Stage 6: Symptoms that are Severe

As an independent person, you have to know how to react to emergency situations like a fire alarm or a phone ringing. Alzheimer's patients find this difficult during stage 6. 

It will be more difficult for your loved one to manage their own care at this time and they will become more dependent on others.

A significant change in personality is possible, including anxiety, hallucinations, delusions, and paranoia. Behavioral strategies and medicines may both be helpful in these instances, so let your care team know about them. 

There is no universal pattern of behavior changes associated with the disease, and some patients may remain content throughout the disease.

Stage 7: Physically Uncontrollable

Alzheimer's disease destroys brain cells, causing severe mental and physical impairments. As they struggle to communicate and delegate tasks effectively, your loved one's body might shut down.

The needs of patients are significantly increasing at this point. For example, a person who is having difficulty walking, sitting, and swallowing may require round-the-clock care.

How can Alzheimer’s be Diagnosed?

Diagnosing Alzheimer's typically involves a comprehensive medical evaluation, including a physical exam, neurological assessment, cognitive testing, and brain imaging. It is impossible to make a definitive diagnosis of Alzheimer's through a single test, but doctors may use a combination of tests.

Possible Treatment for Alzheimer’s

Although there is no cure for Alzheimer's, various treatments can help alleviate symptoms and enhance the individual's quality of life. Medications such as cholinesterase inhibitors and memantine can help improve memory and cognition, while lifestyle changes such as exercise, healthy diet, and social engagement may also be beneficial. Additionally, caregivers and family members can provide support and assistance to help individuals with Alzheimer’s disease maintain their independence and dignity.

How to Reduce the Chances of Developing Alzheimer's? 

Reducing the chances of developing Alzheimer's disease involves adopting a healthy lifestyle and keeping the brain healthy. 

You can reduce your risk of Alzheimer's disease by following these steps:

Exercise Regularly: 

It is possible to reduce cognitive decline by improving blood flow to the brain with regular physical activity.

Eat a Healthy Diet: 

It is beneficial for the prevention of Alzheimer's disease to eat a balanced diet containing fruits, vegetables, whole grains, and lean proteins.

Stay Mentally Active: 

A well-engaged brain reduces the risk of cognitive decline by engaging in activities such as reading, solving puzzles, and socializing.

Manage Chronic Conditions: 

Chronic conditions such as high blood pressure, diabetes, and high cholesterol can help reduce the risk of cognitive decline.

Get Enough Sleep: 

Restful sleep promotes brain health and reduces cognitive decline.

How to Take Care of Someone Who has Developed Alzheimer's?

Taking care of someone with Alzheimer’s disease can be challenging, but there are steps that caregivers can take to help manage the disease and improve quality of life.
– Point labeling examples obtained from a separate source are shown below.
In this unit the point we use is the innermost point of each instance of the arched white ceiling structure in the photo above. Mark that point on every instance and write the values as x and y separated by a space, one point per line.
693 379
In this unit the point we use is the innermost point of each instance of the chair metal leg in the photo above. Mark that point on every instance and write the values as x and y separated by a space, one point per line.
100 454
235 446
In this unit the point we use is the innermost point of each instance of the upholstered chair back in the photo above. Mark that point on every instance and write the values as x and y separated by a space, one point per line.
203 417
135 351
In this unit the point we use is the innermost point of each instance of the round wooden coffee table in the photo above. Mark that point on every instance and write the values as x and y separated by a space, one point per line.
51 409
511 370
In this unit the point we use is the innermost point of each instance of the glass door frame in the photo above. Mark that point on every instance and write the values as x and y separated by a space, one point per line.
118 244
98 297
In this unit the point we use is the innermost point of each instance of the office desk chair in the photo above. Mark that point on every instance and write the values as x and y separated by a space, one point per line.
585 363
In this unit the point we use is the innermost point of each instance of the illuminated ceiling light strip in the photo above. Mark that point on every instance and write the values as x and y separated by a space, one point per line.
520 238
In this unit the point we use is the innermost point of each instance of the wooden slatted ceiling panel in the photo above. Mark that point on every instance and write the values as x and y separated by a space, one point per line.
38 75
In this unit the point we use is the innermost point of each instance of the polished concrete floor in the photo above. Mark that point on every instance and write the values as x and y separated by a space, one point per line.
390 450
Here are some tips for taking care of someone with Alzheimer’s disease:

  • Establish a routine: Routines can help people with Alzheimer's disease feel more stable and structured.
  • Provide a safe environment: Hazards can be removed and the home can be modified to reduce injury and fall risks.
  • Communicate effectively: Communicating clearly and using simple language can help improve communication with individuals with Alzheimer's.
  • Seek support: Caregivers should seek support from family members, friends, and support groups to help manage the challenges of caring for someone with Alzheimer's.
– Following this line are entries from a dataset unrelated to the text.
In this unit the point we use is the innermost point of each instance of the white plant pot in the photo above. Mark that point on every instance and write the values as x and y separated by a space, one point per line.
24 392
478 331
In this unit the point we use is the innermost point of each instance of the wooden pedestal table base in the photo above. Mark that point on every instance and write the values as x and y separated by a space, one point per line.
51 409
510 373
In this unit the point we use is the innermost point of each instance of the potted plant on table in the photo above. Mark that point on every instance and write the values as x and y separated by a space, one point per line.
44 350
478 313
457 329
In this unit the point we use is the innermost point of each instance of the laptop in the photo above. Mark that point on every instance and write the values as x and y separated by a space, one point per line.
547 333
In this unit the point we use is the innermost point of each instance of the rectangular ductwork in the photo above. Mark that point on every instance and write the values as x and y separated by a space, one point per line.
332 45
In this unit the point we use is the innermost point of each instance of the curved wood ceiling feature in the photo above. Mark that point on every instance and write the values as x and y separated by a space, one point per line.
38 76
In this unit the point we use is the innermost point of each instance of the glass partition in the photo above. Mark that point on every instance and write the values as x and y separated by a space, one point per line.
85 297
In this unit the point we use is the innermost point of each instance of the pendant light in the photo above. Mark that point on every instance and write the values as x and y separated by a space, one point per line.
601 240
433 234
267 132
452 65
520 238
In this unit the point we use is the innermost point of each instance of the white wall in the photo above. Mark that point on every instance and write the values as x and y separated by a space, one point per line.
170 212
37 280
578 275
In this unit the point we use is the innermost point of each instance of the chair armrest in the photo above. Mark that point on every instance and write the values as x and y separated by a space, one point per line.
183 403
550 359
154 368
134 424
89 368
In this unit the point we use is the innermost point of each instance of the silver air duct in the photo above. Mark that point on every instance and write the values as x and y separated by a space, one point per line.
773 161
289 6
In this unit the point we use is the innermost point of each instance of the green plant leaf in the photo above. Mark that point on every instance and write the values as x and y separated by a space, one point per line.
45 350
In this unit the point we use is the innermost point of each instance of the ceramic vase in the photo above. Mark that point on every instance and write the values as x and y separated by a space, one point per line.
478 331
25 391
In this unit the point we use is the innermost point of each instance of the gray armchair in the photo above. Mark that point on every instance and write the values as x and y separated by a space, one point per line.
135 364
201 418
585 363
Alzheimer's patients' lifespans vary widely depending on many factors, including age, overall health, and the stage of the disease at diagnosis. 

According to the Alzheimer's Association, patients with Alzheimer's disease typically live between four and eight years after diagnosis. Some people may remain healthy for up to 20 years after symptoms appear, while others may decline more quickly.

Final Words:

If you or a loved one is experiencing any symptoms indicative of Alzheimer's disease. Take proper precautions to prevent this disease. If you are suffering from this disease, you should contact health care right away because proper treatment is crucial.